Wie jetzt beim Einreisestopp für Flüchtlinge und Bürger aus sieben mehrheitlich muslimischen Ländern. Per Dekret hat ihn US-Präsident Donald Trump (70) vorletzte Woche verhängt. Ob das verfassungskonform ist, entscheiden wohl acht Bundesrichter. Denn schon bald dürfte das Dekret beim Obersten Gerichtshof in Washington D.C. liegen.

Das Verdikt der acht Richter dürfte wegweisend sein für Trump und dessen Macht. Zumal das US-Rechtssystem auf Präzedenzfälle aufbaut.

Gewinnt der Präsident, stärkt ihn das.
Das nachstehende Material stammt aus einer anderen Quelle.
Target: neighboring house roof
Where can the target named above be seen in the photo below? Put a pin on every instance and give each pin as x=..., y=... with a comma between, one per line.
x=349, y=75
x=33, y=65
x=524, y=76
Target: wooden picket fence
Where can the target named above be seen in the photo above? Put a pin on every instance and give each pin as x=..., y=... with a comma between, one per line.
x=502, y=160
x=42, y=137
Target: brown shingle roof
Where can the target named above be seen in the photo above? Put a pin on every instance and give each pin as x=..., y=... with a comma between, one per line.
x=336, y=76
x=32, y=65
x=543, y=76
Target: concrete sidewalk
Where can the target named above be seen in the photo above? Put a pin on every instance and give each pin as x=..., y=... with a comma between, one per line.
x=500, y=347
Dann kann er einfacher mit Dekreten regieren.

Verliert er, schwächt ihn das. Dann muss er vermehrt Gesetze durch den Kongress bringen.

Der Fall elektrisiert die USA, da es ein wichtiger Test ist für Trump. Alles ist öffentlich. So übertrug das Berufungsgericht von San Francisco letzte Nacht eine Anhörung der beiden Parteien im Fall «Washington v. Trump». Zu Wort kamen die Anwälte des Staates Washington, die gegen das Dekret klagen, sowie Juristen des US-Justizministeriums, die Trump vertreten.

Wer verliert, zieht die Sache an die nächste und letzte Instanz weiter – den Obersten Gerichtshof.

Wie kam es so weit? Am 27. Januar erliess Trump ein umstrittenes Dekret. Bürger aus Iran, Irak, Libyen, Somalia, Sudan, Syrien und Jemen dürfen während 90 Tagen nicht mehr in die USA reisen. Während 120 Tagen nimmt Amerika keine Flüchtlinge mehr auf. Trump wolle die USA vor «radikalem islamischem Terrorismus» schützen.

Die beiden US-Bundesstaaten Washington und Minnesota reichten am 30. Januar dagegen Klage ein. Widersprüchlich sei das Dekret, hastig verfasst, verfassungswidrig. Der Beklagte? Trump.

Das Bundesgericht in Seattle nahm die Klage an. Richter James Robart (69) urteilte am 3. Februar, das Dekret sei nicht verfassungskonform.

Trump tobte und stellte über Twitter die für Amerika zentrale Gewaltenteilung in Frage. Robarts Entscheid sei «lächerlich». Sollte «etwas passieren, ist das Rechtssystem schuld».

Sofort wies Trump das Justizministerium an, den Entscheid anzufechten. Der Fall kam von Seattle ans Berufungsgericht nach San Francisco. Von dort gelangt er an den Obersten Gerichtshof in Washington D.C. Acht Richter entscheiden, da der neunte Sitz seit dem Tod von Antonin Scalia (†80) verwaist ist.

Möglich wäre also ein 4-4-Patt. Dann gälte der Entscheid der vorherigen Instanz als rechtskräftig, also vom Berufungsgericht in San Francisco.